Cuando había bajado un rato antes, después de hablar por teléfono con su abuela y la mayoría de sus primas, Gonzalo no estaba por ningún sitio. Su hermano había sacado el cortacésped del cobertizo y lo había llevado junto a la casa y también había llevado la camioneta hasta el granero.  Por fortuna, algunas cosas no cambiaban nunca.  Para su hermano Gonzalo, caminar no tenía ningún sentido siempre que pudiera moverse de otra manera. Puesto que no había rastro de su coche alquilado, Paula supuso que ya estaría de camino a Braden. Algo que tampoco había cambiado eran los macizos de flores que su madre tenía alrededor de la casa. Repasó los bordes con el cortacésped.  Y eso también le resultó agradable.  El sol. El sudor. Los pequeños detalles de su vida que permanecían igual a pesar de que ella lo había cambiado mucho tiempo atrás por las barras de ballet, los ensayos y el calor de las luces del escenario. Llegó a la parte trasera de la casa. Allí, había algo que no era una constante. El hombre que estaba de espaldas a ella, golpeando aquí y allá con una maza pesada. Después agarró una pistola de clavos y empezó a utilizarla a toda velocidad. Ella no era la única que estaba sudando. Podía ver el sudor en su nuca y en la parte trasera de su camiseta de algodón, provocando que la tela se ciñera aún más a su espalda musculosa. Mientras lo observaba, él se pasó el antebrazo por el rostro y se volvió para mirarla.  Paula notó que se le secaba la boca.

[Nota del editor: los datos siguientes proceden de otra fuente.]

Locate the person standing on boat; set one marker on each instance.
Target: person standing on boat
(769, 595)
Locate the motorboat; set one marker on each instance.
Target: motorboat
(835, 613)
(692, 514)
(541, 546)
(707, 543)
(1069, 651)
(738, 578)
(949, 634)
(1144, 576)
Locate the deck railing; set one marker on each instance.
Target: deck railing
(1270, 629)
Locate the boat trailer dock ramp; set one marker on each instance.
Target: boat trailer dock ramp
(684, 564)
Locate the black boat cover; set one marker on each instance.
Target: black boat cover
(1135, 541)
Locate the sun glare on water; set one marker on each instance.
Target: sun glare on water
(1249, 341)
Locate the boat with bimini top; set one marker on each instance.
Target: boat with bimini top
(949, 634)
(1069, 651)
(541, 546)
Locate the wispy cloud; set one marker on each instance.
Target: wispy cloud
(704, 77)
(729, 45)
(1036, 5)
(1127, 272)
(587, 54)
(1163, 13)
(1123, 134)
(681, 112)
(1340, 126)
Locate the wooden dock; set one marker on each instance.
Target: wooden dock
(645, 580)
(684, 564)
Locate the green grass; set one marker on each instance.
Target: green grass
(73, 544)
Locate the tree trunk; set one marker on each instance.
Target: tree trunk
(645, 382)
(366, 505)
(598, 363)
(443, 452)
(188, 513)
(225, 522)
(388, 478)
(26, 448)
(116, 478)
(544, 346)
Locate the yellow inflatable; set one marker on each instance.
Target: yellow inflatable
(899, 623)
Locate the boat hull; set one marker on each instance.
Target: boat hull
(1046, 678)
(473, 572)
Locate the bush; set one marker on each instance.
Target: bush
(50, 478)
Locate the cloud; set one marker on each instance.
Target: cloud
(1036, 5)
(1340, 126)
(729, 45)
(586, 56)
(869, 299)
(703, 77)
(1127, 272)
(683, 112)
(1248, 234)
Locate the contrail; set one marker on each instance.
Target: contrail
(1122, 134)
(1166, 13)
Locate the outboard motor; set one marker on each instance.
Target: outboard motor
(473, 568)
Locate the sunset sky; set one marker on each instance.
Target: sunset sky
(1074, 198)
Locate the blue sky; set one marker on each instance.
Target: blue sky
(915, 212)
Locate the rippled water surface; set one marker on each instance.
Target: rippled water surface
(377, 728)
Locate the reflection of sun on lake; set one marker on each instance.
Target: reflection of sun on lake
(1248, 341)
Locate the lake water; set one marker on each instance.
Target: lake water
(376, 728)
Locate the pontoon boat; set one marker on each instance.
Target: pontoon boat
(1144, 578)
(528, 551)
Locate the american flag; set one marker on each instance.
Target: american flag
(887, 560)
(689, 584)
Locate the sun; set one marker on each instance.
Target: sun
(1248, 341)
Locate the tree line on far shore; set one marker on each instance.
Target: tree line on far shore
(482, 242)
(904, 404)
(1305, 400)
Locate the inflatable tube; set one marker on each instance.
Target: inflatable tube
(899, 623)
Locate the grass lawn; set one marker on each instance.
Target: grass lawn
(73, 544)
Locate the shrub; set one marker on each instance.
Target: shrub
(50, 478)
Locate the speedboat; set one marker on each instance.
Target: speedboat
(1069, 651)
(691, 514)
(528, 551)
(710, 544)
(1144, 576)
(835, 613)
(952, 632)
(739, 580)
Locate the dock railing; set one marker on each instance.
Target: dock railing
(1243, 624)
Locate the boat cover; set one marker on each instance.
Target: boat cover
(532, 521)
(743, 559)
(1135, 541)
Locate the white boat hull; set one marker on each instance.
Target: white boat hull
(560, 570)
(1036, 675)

—¿Necesitas algo? —preguntó él, gritando para que la oyera a pesar del ruido del cortacésped.

Ella negó con la cabeza. Debía ser ella quien se lo preguntara. Estaba trabajando mucho más que ella. Quizá necesitaba agua o algo. Pero no consiguió pronunciar palabra. Él frunció el ceño al ver que el silencio se alargaba y ella tragó saliva.

 —Tiene buen aspecto —dijo al fin, y se alegró de que él no pudiera saber con seguridad si el color de su rostro se debía al sol o a la vergüenza.

Él tenía buen aspecto. Era alto y musculoso. Sin duda, era muy atractivo, y eso que ella estaba acostumbrada a estar rodeada de hombres en plena forma. Incluso Marcos, el cerdo canalla, tenía un cuerpo escultural. Por supuesto ninguno de esos especímenes llevaba un cinturón de herramientas pesado ni habría sabido qué hacer con cualquiera de los útiles que contenía. Casi le resultaba vergonzosa su manera de reaccionar ante toda esa virilidad. Y sobre todo cuando todavía estaba dolida por la infidelidad del cerdo canalla. A la luz del sol pudo ver que los ojos de Pedro no eran de color verde oscuro, sino una mezcla de verde y dorado. Y, al ver que él volvía a centrarse en el tema de la construcción, se sintió aliviada.

—Va saliendo.

Era un hombre de pocas palabras. Ya lo había comprobado aquella mañana, cuando él la saludó de mala gana.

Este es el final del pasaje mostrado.